An Uberti-built Single Action Army commemorative honoring General George S. Patton, chambered in .45 Colt. Fully scroll engraved with silver plating, ivory-toned grips, and a walnut presentation case.
Patton carried ivory-gripped sixguns through two wars, and this tribute leans hard into that image. It's an Uberti-built Single Action Army clone dressed for the part, produced as a Patton commemorative in a run of roughly 2,500 around 1987. The whole gun is wrapped in floral scroll engraving, the kind that covers nearly every flat and curve from the muzzle to the backstrap, set against a full silver-plated finish that throws light in every direction.
Look closer and the personal details start to surface. The smooth ivory-toned grips carry a red, white, and blue enamel medallion reading 1885 over 1945, the years that bracket Patton's birth and the close of his career.

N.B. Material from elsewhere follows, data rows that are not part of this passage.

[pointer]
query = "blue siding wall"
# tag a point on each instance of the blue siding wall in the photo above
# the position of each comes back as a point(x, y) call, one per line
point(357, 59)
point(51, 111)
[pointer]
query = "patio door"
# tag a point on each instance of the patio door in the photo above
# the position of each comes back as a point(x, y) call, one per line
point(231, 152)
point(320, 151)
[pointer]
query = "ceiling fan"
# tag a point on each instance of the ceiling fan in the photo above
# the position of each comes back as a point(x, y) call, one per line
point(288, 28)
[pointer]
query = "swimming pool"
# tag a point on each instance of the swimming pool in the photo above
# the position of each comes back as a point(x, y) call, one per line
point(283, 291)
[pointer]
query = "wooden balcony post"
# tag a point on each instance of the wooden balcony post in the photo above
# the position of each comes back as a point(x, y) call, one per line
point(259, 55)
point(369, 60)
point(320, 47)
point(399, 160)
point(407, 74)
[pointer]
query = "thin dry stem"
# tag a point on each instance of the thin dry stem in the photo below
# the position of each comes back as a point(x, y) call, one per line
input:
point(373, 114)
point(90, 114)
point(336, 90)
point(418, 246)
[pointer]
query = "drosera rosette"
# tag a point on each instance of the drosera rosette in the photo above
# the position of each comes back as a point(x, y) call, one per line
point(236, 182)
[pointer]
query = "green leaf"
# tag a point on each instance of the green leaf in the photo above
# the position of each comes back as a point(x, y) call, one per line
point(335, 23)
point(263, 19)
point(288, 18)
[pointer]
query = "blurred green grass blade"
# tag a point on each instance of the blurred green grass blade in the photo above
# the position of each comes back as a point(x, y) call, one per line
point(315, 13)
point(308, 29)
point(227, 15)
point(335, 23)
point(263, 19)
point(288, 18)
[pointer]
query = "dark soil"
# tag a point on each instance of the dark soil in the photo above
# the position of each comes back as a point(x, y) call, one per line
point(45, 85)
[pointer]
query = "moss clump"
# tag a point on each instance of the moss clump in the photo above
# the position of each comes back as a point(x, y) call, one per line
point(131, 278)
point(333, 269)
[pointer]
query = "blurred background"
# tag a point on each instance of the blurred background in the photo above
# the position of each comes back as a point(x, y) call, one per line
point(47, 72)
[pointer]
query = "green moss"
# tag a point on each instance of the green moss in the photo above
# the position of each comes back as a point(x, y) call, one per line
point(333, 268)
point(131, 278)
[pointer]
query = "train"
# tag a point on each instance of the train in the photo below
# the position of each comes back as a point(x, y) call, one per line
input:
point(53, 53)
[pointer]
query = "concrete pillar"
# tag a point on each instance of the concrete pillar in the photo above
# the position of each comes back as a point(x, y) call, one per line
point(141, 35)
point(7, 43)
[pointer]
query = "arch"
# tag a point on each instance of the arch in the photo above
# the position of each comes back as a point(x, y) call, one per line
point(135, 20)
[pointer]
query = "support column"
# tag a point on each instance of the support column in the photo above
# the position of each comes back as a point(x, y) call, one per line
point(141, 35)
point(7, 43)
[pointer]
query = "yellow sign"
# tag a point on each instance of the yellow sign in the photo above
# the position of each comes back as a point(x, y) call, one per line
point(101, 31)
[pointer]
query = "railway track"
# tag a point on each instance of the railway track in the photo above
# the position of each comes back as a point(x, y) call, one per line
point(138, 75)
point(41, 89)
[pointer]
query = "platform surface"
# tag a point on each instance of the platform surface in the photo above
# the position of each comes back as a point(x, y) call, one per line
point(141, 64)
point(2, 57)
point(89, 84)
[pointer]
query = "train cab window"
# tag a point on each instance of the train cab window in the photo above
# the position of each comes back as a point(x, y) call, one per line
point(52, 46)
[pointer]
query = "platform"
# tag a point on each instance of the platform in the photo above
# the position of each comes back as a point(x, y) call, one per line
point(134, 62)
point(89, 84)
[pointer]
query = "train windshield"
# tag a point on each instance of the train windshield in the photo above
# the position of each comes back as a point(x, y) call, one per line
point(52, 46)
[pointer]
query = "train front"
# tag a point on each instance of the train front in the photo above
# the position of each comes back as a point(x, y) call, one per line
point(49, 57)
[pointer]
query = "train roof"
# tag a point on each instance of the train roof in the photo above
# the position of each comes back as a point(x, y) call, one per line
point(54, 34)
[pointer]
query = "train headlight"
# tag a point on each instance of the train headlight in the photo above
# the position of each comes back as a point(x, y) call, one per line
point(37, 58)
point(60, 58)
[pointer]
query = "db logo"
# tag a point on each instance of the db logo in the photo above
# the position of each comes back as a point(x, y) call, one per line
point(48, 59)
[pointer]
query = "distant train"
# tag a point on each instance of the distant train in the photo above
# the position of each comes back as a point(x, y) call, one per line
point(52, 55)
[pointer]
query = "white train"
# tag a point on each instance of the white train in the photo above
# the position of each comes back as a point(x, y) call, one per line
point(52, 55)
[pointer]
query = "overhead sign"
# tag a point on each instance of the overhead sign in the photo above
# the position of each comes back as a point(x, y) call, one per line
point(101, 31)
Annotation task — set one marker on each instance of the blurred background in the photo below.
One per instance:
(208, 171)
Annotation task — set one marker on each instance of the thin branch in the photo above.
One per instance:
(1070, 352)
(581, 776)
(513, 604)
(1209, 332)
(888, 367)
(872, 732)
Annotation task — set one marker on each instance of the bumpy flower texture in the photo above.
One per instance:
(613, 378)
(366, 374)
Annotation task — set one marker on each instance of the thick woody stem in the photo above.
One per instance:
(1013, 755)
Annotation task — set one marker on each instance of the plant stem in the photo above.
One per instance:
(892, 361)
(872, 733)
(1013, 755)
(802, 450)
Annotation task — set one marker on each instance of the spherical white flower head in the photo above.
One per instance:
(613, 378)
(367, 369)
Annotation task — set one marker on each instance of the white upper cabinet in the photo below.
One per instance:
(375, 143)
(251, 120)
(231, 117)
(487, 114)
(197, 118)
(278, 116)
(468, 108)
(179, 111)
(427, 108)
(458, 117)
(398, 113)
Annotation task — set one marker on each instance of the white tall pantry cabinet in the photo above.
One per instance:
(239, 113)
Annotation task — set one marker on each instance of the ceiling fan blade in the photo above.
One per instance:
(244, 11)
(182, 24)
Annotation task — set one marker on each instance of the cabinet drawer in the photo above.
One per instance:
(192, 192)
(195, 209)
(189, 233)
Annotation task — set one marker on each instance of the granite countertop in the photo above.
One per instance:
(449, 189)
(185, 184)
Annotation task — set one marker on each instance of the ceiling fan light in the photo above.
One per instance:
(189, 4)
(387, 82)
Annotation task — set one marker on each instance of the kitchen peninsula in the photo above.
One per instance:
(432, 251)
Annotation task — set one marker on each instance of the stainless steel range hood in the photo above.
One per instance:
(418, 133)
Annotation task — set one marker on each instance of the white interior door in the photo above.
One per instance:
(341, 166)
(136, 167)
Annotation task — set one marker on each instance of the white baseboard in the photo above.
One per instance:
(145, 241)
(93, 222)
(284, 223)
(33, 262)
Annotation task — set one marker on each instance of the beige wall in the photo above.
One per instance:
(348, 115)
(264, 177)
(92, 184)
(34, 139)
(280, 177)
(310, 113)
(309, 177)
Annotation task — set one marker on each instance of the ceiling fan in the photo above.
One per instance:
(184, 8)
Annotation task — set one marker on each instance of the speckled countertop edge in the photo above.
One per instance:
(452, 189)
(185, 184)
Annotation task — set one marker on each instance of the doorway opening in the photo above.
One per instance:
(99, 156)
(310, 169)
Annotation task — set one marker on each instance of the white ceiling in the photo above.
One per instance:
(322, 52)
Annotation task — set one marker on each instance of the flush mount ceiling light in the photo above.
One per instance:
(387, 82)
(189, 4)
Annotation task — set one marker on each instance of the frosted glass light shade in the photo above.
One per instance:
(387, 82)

One grip panel is scratched with the initials GSP. The other reads DLS. Those marks nod to the figures tied to the general's story, and they give the gun a voice that most commemoratives never get.
The barrel reads CAL. 45 L.C. along the engraved flat, and it rides in the standard 5.5 inch length that balances the SAA so well. The lanyard ring at the butt is a working detail, not just decoration. The four-click single action mechanism behaves exactly as the pattern demands. And the engraving rewards a slow study, with feathered borders, dotted backgrounds, and tight scroll all cut by hand.
It comes cased in a walnut presentation box lined in deep red velvet, the kind of setting these guns were built to live in. For a collector drawn to Patton, to engraved sixguns, or to the artistry that turns a working revolver into a display piece, this one earns its place on the shelf and holds its own under good light.